Eclipse set a new record during 3Q2017, drilling the Mercury 5BH in the Utica condensate window to a lateral length of 20,800 feet in 13 days from spud to total depth. That shatters the company’s previous record, set with the Outlaw C 11H’s 19,500 foot lateral. Operators across the country have been targeting core acreage, focused on optimizing development with longer laterals and shorter stage spacing, but Eclipse’s management has repeatedly plugged its program, making long laterals the main storyline of its operations.
“We continue to believe that this type of well design and operational performance is poised to disrupt the conventional notion of play economics, as it spreads to other fixed costs associated with the pad development and the vertical portion of the well over a longer completed lateral,” Tolmachev said.
In the latest quarter, Eclipse started turning in line five wells in the Utica condensate area, including the Great Scott 3H (19,200-foot lateral) and the Outlaw. Three other wells have an average lateral length of 10,300 feet. The Great Scott and Outlaw have reached an average 24-hour production rate of 3,300 boe on restricted choke, consisting of 68% liquids.
“We have maintained our focus on extending the lateral length of all the wells we drilled during the year and now estimate that we will have an average lateral length in 2017 of over 13,700 feet, while estimating that the average lateral length will grow to over 16,000 feet in 2018,” Tolmachev said. Prior to the Purple Hayes, the company’s laterals averaged about 8,000-10,000 feet.
Eclipse has nearly 114,000 net acres across just five Ohio counties. While most of the land is prospective for the Utica, about 14,000 acres overlays the liquids-rich Marcellus, which is largely unproven in that part of the basin. Eclipse operates just one producing Marcellus well in the state.

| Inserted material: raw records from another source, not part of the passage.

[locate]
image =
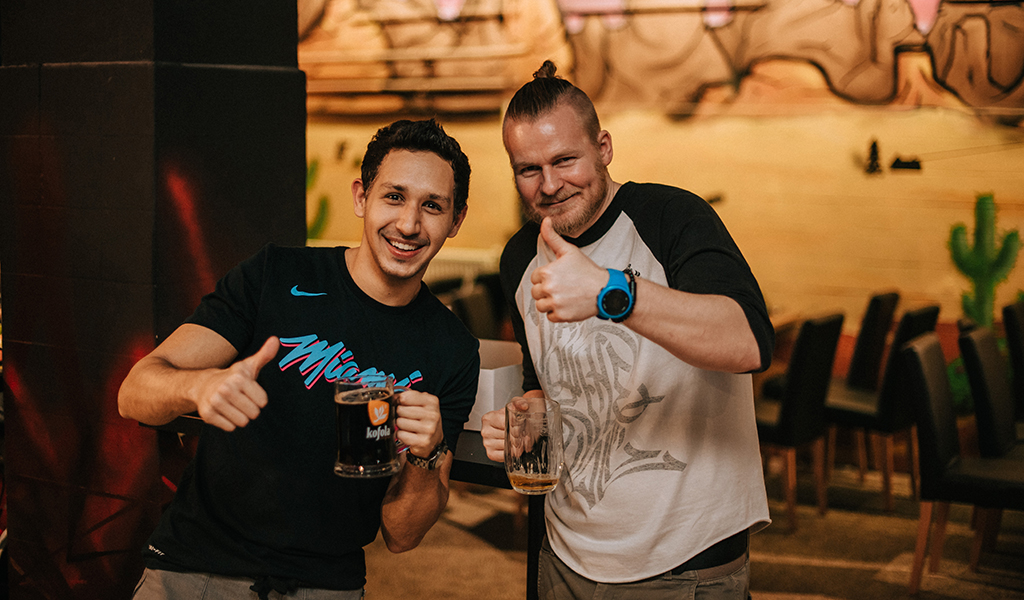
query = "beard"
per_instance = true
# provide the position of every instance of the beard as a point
(573, 218)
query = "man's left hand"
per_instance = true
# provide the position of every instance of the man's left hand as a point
(566, 289)
(419, 422)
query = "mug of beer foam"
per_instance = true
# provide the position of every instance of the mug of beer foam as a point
(367, 446)
(532, 444)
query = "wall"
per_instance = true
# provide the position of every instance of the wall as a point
(770, 109)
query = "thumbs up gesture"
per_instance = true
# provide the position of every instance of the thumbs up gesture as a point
(230, 397)
(566, 289)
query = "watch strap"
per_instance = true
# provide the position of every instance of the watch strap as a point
(432, 461)
(633, 295)
(616, 282)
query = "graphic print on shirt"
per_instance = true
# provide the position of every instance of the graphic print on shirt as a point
(318, 358)
(586, 367)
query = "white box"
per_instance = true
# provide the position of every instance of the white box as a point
(501, 379)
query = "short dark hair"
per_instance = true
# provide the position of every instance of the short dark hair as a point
(547, 91)
(418, 136)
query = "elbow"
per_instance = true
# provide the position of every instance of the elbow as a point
(751, 360)
(124, 403)
(399, 545)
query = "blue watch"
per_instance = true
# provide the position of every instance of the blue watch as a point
(615, 300)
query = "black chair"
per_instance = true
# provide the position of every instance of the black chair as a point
(1013, 322)
(993, 408)
(796, 418)
(865, 365)
(886, 412)
(993, 402)
(945, 475)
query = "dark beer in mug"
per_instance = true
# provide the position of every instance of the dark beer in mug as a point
(366, 429)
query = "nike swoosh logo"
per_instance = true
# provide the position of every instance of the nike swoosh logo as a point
(296, 292)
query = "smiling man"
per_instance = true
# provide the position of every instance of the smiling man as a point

Eclipse is in the process of completing a stacked pay pad in Monroe County, where two Marcellus condensate wells are expected to be turned to sales in January. Management has previously said that the company would like to apply its super lateral techniques in the Marcellus, where it could be more tricky given the formation’s geological characteristics.
“If the Marcellus wells perform as anticipated, this Marcellus condensate acreage could generate returns consistent with our best Utica acreage and include over 70 risked, 10,000-foot lateral locations that we could then develop in conjunction with our dry gas Utica position in this area of Ohio,” Tolmachev said.
Eclipse produced 353 MMcfe/d during the third quarter, well above the 221.6 MMcfe/d it produced in the year-ago period and the 287.8 MMcfe/d it produced in 2Q2017 as it’s continued to shake off the rust of the downturn and gain momentum throughout the year. The company is planning to add a second completion crew in 1Q2018.
Hulburt said a $325 million drilling joint venture with GSO Capital Partners affiliate Sequel Energy Group LLC, expected to provide more financial flexibility, is on track to close in the next month. The agreement was initially expected to be finalized at the end of September, but the parties have been working to put the finishing touches on binding documents, and it must be approved by the U.S. Securities and Exchange Commission.
Average realized prices, including cash-settled derivatives and firm transportation expenses, increased to $2.59/MMcfe in 3Q2017 from $2.51/MMcfe in 3Q2016 to. Revenue also increased to $91.5 million from $54.5 million.
Eclipse reported a net loss of $16.7 million (minus 6 cents/share) for the third quarter, compared with a net loss of $25.9 million (minus 10 cents) in the year-ago period.